La Biblioteca della donna riparte dalle femministe 2.0 

Il centro di documentazione. La sede è stata chiusa per consentire l’ampliamento dell’Istituto musicale Vivaldi ma c’è un nuovo direttivo guidato da Paola Irene Ferraris pronto a proseguire le battaglie, andando nelle scuole


Antonella mattioli


Bolzano. Negli anni ’80 era stato un gruppo di femministe guidato da Marina Manganaro a creare il Centro documentazione delle donne e annessa biblioteca. Oggi sono le femministe 2.0 a volerne il rilancio. In questo momento non hanno neppure una sede, perché quella storica di piazza Parrocchia è stata chiusa per consentire l’ampliamento dell’Istituto musicale Vivaldi. Ma loro, le sei donne che compongono il nuovo direttivo del Centro documentazione della donna, hanno voglia di ripartire. A guidare il rilancio, la presidente Paola Irene Ferraris, 50 anni, genovese di nascita, altoatesina d’adozione che si muove tra Fié allo Sciliar dove abita e Bolzano dove lavora in un’azienda svedese. Accanto a lei, cinque donne tra i 27 e i 50 anni: Clarissa Vacalebre (vice), Karin Maria Rizza, Giulia Zorzi, Lisa Less, Lisa Furlanetto.

Siamo nel 2020: serve ancora un Centro documentazione della donna con annessa biblioteca?

Certo che serve: leggere, documentarsi, conoscere le battaglie degli anni 60-70-80 è importante per capire da dove siamo partite e darsi nuovi obiettivi.
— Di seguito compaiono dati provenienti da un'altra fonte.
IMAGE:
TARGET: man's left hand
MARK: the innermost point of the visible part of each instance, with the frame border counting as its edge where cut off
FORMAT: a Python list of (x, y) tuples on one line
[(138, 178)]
Voi che obiettivi vi siete date?

Noi puntiamo sulle scuole: è da lì che bisogna partire - dai bambini piccoli - per educare le nuove generazioni. Il cambio di mentalità inizia anche dall’uso di un linguaggio che non sia sessista. Le battaglie delle nostre madri sono state importanti, ma c’è ancora molta strada da fare. Lo si è visto - semmai ce ne fosse stato bisogno - anche in occasione delle recenti elezioni comunali.

Qual è il suo modello di società per quanto riguarda il raggiungimento di una reale parità tra donne e uomini?

Quella svedese.

Parla per esperienza diretta?

Parlo perché lavorando per un’azienda svedese che ha la sede italiana a Bolzano, ho tanti colleghi maschi in congedo parentale.

Volendo il congedo parentale lo posso prendere anche i padri italiani.

Certo, ma lei quanti ne conosce? In Italia capita che l’uomo si senta quasi in imbarazzo a chiederlo. La cura dei figli come di genitori e familiari anziani sembra che sia una cosa solo da donne. Adesso poi, lo smartworking dettato dall’esigenza Covid, rischia di riportare indietro le donne di anni: lavoro da casa, cura dei figli a loro volta a casa. Mai un momento da dedicare a se stesse. Noi vogliamo essere da stimolo contro la rassegnazione. Quando saremo fuori da quest’emergenza sanitaria, faremo un grande evento tutto dedicato al mondo del lavoro, dove la donna fatica a raggiungere i posti apicali, nonostante spesso e volentieri sia più preparata dei colleghi maschi.

Lei come si definirebbe?

Femminista 2.0.

Nel direttivo del Centro di documentazione e nel consiglio di Biblioteca ci sono solo donne?

No, abbiamo già un uomo e ne vorremmo avere altri due: è giusto mettere assieme i diversi punti di vista.